Gary Klein, the pioneer of naturalistic decision making, has focused more on the road to excellence. These are not two sides of a coin, but rather separate important concepts for us to understand. The road to excellence is likely more challenging than the road to avoiding errors. The road to excellence develops “instincts” and type 1 reasoning. The excellent diagnostician feels uncomfortable first, and then can explain why. That diagnostician must resolve the uncomfortable feeling.

The problem arises from the complexity of human beings, interviewing skills, physical diagnosis and test interpretation. As I reconstruct my best diagnostic coups, the road to the correct diagnosis is rarely straight. Each diagnostic triumph takes a different looking path.

The first step towards diagnostic excellence requires an understanding that the simple assumptions (or at least previous assumptions) might need revisiting. Once we recognize the need to reconsider the diagnosis, then we have to use many skills.

Experts attack the diagnostic process like jazz artists attack a musical performance.

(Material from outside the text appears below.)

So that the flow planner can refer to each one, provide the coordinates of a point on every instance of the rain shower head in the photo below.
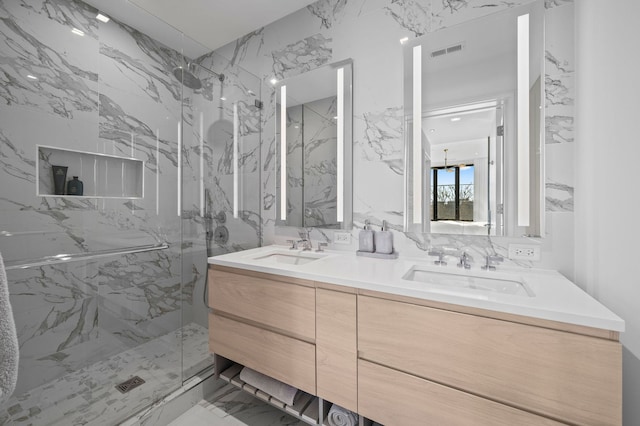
(188, 78)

In order to be a great jazz musician, you must first master the basics of your instrument, an understanding of scales, keys and tempo. Only then can you successfully feel the proper notes to play.

Likewise, learning to retake the history, refocus the physical exam, and reconsider test interpretation, requires that we know the basics, understand illness scripts, and then have the ability to think without hindrance of previous proposed diagnoses. The great jazz artist plays off other musicians. The great diagnostician plays off the data to reconsider diagnostic possibilities.

We all know great diagnosticians. Every medical school has these individuals, who seemed gifted. But like great jazz, while we know it when we hear it (think Miles Davis’s Kind of Blue), we have difficulty explaining or measuring this excellence.

Like jazz or art, diagnostic stars emerge from hard work on the basics, and an ability to listen to their own discomfort with the diagnostic status quo.

Likely, we will never really be able to “measure” diagnostic excellence. Artificial conferences like CPC and CPS can showcase some of the reasoning skills, but the omit the skill of getting the patient to retell the story and ask the key questions. They omit the ability to “read the patient’s body language”.

Many strive for diagnostic excellence, and some achieve it. It requires one to approach all clinical situations with appropriate, healthy skepticism. It requires one to challenge ones own assumptions, as well as others. But this skepticism is necessary to take that road less traveled. We must understand that the diagnostic process rarely resembles a symphony because it most often requires improvisation, like the jazz greats.